Another morning session saw Mathew Faulkner, EMEA director, marketing and innovation, Wide Format Printing Group, Canon Europe, talk about the role that emotion plays in buying decisions.
He explained the ‘emotional wheel’, where he touched on the range of positive emotions that brands and printers can pro-actively cultivate with customers through a more personalised approach.
Just prior to lunch, one of the most inspiring sessions, which was being widely discussed by attendees during the break, saw Maja Kjellberg, packaging development leader at Ikea, discuss the way that packaging has played a key role in the development of Ikea’s branding and commercial success and is essential to the way the company’s products are sold.

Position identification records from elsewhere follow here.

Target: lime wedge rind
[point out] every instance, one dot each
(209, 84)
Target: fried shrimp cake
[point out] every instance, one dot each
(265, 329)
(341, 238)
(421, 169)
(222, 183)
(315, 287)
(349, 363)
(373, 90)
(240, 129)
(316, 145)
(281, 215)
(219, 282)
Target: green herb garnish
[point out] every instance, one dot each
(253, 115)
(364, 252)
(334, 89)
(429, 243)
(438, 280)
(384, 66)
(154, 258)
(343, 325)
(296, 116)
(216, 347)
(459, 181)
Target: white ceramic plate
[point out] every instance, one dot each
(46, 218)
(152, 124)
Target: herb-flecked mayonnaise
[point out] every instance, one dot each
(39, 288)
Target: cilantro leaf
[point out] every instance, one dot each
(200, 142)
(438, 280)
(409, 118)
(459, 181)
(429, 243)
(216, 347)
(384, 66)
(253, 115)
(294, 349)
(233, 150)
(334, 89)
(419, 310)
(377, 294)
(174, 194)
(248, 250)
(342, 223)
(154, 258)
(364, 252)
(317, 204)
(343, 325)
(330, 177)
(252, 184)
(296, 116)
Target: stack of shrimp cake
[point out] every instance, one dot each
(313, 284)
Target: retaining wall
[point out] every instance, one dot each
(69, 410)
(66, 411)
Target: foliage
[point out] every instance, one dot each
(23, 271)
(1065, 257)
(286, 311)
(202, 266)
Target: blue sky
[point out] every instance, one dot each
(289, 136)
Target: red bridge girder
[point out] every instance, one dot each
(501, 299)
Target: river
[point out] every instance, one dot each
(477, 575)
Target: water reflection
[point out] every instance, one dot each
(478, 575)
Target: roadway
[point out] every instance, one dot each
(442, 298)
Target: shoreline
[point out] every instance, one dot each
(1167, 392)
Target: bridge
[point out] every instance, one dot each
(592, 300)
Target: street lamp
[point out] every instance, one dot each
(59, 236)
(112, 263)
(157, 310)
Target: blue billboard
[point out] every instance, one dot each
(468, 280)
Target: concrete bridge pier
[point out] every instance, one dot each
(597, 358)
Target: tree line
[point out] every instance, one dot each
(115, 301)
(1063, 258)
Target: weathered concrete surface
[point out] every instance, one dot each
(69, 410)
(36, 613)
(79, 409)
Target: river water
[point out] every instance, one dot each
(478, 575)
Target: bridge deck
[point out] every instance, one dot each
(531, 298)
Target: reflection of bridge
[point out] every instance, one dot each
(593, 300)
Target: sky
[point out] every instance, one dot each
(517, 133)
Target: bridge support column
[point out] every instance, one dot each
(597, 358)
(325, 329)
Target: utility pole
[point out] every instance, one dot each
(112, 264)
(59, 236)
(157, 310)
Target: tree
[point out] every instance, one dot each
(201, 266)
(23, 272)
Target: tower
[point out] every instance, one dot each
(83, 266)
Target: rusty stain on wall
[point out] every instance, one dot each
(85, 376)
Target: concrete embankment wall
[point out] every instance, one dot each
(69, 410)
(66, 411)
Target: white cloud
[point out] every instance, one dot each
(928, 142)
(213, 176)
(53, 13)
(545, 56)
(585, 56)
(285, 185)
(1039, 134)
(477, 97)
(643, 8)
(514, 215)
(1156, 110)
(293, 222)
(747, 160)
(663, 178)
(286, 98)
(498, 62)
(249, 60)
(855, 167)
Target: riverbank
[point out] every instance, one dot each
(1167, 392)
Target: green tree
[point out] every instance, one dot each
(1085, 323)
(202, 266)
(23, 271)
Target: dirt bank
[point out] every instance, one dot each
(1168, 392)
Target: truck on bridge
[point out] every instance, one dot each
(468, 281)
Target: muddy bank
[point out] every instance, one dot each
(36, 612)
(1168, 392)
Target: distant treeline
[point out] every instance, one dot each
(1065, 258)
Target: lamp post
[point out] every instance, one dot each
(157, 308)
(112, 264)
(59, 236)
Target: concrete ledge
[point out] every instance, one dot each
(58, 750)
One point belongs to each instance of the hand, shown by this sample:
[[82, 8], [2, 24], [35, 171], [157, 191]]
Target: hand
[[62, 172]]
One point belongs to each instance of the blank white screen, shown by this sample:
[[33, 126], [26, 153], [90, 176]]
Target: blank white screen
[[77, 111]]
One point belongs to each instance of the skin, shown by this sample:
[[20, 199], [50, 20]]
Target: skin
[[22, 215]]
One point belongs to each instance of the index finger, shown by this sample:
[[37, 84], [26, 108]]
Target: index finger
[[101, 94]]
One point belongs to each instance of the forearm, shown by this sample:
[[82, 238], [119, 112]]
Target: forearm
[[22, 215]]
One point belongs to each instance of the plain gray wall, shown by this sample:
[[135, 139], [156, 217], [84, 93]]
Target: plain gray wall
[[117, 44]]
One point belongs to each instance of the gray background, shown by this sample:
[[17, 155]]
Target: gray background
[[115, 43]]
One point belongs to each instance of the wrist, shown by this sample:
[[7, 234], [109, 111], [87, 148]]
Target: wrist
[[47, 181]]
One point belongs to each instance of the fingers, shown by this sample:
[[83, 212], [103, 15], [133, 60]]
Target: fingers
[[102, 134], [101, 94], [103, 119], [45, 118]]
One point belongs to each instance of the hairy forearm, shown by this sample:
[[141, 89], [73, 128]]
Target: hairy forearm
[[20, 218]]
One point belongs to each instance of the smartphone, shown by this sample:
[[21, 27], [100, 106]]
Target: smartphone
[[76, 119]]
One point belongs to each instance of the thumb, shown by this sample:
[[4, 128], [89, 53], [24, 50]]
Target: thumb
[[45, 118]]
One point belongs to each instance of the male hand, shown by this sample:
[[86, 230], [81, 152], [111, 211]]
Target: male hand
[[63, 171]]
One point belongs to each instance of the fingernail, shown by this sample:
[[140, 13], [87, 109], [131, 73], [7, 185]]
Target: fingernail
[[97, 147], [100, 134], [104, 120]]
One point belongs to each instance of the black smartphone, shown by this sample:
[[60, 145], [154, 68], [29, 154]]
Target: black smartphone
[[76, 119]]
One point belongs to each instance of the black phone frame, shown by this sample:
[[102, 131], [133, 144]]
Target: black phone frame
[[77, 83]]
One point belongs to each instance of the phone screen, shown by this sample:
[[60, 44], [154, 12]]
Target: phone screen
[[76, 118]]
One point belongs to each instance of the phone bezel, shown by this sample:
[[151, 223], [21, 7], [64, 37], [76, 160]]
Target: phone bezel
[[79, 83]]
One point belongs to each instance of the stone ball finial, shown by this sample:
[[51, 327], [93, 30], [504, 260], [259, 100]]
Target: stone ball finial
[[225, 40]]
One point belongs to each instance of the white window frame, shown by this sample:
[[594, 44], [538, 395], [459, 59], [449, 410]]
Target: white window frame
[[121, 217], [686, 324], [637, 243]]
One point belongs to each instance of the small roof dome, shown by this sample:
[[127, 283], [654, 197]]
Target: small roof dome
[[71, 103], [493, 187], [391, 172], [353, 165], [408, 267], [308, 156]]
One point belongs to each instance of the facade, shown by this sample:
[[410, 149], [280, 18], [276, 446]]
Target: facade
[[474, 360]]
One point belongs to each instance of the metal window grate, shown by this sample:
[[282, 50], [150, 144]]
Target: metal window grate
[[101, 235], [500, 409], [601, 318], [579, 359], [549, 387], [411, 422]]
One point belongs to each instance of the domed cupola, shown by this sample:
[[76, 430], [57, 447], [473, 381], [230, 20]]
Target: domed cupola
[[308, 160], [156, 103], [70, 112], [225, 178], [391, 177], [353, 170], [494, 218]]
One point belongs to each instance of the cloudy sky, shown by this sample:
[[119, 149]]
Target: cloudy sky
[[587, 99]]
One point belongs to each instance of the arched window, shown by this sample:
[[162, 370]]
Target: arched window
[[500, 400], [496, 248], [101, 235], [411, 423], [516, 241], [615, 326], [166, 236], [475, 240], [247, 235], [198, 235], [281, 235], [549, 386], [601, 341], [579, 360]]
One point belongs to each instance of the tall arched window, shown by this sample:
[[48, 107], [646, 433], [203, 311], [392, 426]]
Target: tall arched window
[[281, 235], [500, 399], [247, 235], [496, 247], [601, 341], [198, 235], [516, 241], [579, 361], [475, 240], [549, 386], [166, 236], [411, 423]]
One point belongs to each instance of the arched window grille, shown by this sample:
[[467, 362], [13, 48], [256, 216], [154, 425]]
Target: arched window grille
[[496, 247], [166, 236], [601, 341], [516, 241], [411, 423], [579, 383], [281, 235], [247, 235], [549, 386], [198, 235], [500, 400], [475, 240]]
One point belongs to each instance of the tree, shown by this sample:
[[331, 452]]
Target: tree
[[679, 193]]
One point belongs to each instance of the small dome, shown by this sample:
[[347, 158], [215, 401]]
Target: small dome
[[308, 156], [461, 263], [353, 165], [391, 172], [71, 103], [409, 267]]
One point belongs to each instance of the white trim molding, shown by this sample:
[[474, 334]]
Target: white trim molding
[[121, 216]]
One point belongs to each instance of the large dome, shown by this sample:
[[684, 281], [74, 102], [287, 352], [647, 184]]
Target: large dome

She highlighted the company’s famous flat pack furniture box format, and outlined various innovations, format tweaks, and materials changes the retailer has made to sell various products over the years to reach its sustainability goals.
The afternoon saw sustainability talks on net zero from Simon Heppner, founder of Net Zero Now, and changing EU environmental legislation and its impact on packaging producers from CEPI’s Anna Papagrigoraki.
But the most energetic session was probably delivered by Mark Shayler, owner of This Is Ape, who looked at the tactility of print and how this was an antidote to “the glare of digital”.
Using short song clips, he took the audience through pivotal moments in the history of pop music, from Elvis and The Beatles through to Spice Girls, Missy Elliott, and Lizzo as time stamps to look at the use of print and design through the ages, including examples of effective advertising, branding, and colour.
He told delegates it was time to “re-engage with print” and suggested brands and printers should get creative to “make your money on impact rather than volume”.
Henry Coutinho-Mason, a consumer trends specialist and author of The Future Normal, looked at one of the year’s biggest trends – AI – and explored the ways businesses can adapt and navigate rapid technological change.
But the final words prior to the evening drinks reception went to Two Sides' Tame, who updated on the recent success stories of the Two Sides and Love Paper campaigns.
He presented examples of many of the brands Two Sides had engaged with to change their misleading messaging around paper. He also said there were “developed discussions happening with some major UK retailers” about using the Love Paper logo on their paper-based packaging products.
Tame encouraged anybody not already a member of Two Sides to sign up, and reminded delegates that it is “up to us as an industry to be out there and promote the industry”.
Power of Print will return on 5 November 2024.